Q:     My wife and I are house-hunting. A real estate agent friend told us that the market is hot, and there are very few houses available for a large number of potential buyers. We were advised to consider including an escalation clause in any contract we present to a seller. And if there is an escalation clause, how do we deal with the amount of the loan we plan to get? It was also suggested that we decline having a home inspection. What do you think about these issues? – Alvin

A:     Maybe for the first and absolutely no for the second.

Let’s look at the inspection contingency. Unless you are a professional engineer or architect, what do you know about houses? Is the electricity up to code? Does the HVAC system work? Are the joists that seem to be holding up the basement ceiling adequate (true story)? You are investing in what may be the biggest purchase of your life; don’t take a chance that something – possibly major – will occur soon after you take title. If a seller is not willing to let you have 10-12 days after signing the sales contract to have a professional inspector carefully go over every detail in the property, my advice is to go somewhere else.

I write from experience with some clients, who wanted an expensive house but the seller was not willing to allow a brief inspection period. Against my strong advice, they bought the house without the inspection. Four months later, they called to tell me they should have listened to me; they had serious roof damage which cost them almost $100,000 to correct. Fortunately, they could afford it. And there was no insurance coverage either.

What about the escalation clause? Let’s look at this example. In my experience, in most parts of the country, the potential buyer makes an offer, and the seller has three alternatives: accept, reject or counter-offer. You put in an offer of $450,000. The seller gets another offer with similar terms but with the price of $452,000. Sorry, you lose.

How do you try to protect yourself? You include in the offer a statement that you will pay $1,000 more than the highest offer, subject however to a cap of $456,000.

When advised that the other offer is $452,000, your escalation clause bumps the contract price up to $453,000 and you will be the winner. But there are important provisions to be included in your escalation. You want proof there is a real offer at the highest price.

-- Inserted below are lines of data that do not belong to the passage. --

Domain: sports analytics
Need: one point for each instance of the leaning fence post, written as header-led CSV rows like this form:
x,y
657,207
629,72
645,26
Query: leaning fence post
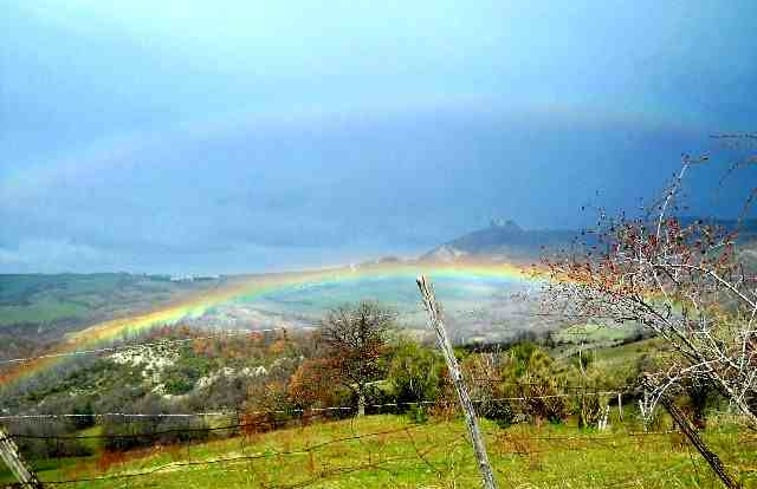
x,y
435,321
12,458
620,405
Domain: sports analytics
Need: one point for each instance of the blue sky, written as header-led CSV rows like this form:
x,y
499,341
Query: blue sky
x,y
207,137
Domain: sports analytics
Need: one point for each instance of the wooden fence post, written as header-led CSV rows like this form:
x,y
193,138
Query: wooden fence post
x,y
620,405
691,433
12,458
436,322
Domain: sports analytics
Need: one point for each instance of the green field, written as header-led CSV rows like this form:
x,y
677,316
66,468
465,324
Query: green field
x,y
390,451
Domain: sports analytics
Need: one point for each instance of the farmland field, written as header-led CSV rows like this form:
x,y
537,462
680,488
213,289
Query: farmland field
x,y
391,451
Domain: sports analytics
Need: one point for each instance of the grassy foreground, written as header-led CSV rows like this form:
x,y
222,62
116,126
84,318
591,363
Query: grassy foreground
x,y
390,451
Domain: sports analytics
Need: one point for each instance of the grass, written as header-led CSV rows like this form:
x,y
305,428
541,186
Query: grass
x,y
388,450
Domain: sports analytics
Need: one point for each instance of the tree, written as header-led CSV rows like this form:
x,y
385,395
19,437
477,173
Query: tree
x,y
683,280
356,337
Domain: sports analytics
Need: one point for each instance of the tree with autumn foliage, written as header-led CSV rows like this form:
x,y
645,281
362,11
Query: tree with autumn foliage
x,y
356,338
683,280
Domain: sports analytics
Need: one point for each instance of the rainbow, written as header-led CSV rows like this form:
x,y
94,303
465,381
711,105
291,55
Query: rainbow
x,y
250,287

I have been involved in a case where an unscrupulous agent indicated – falsely – there was a higher offer, and my client –without seeing any evidence – increased the offer by $5,000. You should review a copy of the other offer; the name and other personal information of that buyer can be removed.

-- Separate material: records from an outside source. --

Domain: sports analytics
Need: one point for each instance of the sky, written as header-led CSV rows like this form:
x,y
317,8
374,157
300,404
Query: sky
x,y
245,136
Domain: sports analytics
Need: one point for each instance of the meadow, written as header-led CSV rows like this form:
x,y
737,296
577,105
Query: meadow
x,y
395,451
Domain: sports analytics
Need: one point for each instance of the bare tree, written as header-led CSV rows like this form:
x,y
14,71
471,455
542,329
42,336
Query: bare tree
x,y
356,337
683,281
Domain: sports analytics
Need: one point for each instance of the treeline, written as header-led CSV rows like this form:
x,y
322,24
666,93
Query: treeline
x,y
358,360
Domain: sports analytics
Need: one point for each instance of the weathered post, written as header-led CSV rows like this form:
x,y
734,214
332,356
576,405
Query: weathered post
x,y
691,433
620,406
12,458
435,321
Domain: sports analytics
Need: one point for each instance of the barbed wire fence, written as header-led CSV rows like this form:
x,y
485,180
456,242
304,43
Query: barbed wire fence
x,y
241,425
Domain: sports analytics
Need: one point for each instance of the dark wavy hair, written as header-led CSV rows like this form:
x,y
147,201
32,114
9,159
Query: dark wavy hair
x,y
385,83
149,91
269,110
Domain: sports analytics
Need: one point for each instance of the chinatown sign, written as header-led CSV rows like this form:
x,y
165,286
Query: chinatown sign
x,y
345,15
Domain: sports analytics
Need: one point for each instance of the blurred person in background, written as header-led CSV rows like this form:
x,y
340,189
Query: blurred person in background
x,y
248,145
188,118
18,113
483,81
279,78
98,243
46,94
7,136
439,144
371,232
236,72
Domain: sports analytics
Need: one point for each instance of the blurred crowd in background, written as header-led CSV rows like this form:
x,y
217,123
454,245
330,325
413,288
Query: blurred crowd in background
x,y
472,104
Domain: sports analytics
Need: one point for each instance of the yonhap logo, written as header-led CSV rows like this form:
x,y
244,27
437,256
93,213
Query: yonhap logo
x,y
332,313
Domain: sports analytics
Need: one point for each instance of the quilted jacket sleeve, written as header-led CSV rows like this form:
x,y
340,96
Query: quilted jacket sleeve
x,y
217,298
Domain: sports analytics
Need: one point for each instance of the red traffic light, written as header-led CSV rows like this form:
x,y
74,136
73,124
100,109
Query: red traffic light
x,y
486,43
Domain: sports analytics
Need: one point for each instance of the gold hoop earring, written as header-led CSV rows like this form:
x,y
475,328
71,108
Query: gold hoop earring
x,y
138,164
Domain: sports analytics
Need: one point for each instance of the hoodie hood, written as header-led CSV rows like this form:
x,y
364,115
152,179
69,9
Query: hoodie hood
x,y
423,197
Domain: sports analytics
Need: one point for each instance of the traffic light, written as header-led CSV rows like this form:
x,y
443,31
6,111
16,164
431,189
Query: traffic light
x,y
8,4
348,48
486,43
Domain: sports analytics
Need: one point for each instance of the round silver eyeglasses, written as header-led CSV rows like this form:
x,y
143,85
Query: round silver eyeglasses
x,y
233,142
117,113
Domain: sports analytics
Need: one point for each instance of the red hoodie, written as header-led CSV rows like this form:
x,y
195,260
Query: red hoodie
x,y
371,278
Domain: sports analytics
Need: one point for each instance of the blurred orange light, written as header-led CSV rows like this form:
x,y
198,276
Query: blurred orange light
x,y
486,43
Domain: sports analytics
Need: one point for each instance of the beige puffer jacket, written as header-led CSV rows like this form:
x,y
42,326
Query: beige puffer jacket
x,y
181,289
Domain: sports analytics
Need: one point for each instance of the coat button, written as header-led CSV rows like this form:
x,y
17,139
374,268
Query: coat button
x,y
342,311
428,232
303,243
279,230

Incidentally, the agent involved in my case paid my client $5,000 plus my legal fees. So when you are about to sign a real estate contract (or any contract for that matter) try to insert the following language: “The prevailing party in any litigation or arbitration shall be awarded reasonable attorney fees and court costs.”

If you submit the escalation clause, how do you handle the amount of the mortgage loan you plan to get? Typically, your contract offer states you will get a loan of 20 percent – or 10 percent or even 3 percent –of the purchase price. If the original offer is increased, there are three ways to deal with the loan. First, you can pay the difference in cash, and there is no need to change the terms in the contract. Alternatively, you can change the loan amount in the contract to reflect the new price. Or you can partially increase the loan amount and pay the difference in cash.

Bottom line: I am not a fan of escalation clauses, but if this is really your dream house, make sure you include the necessary protections discussed above. And most real estate agents should have a form escalation clause which includes these protections.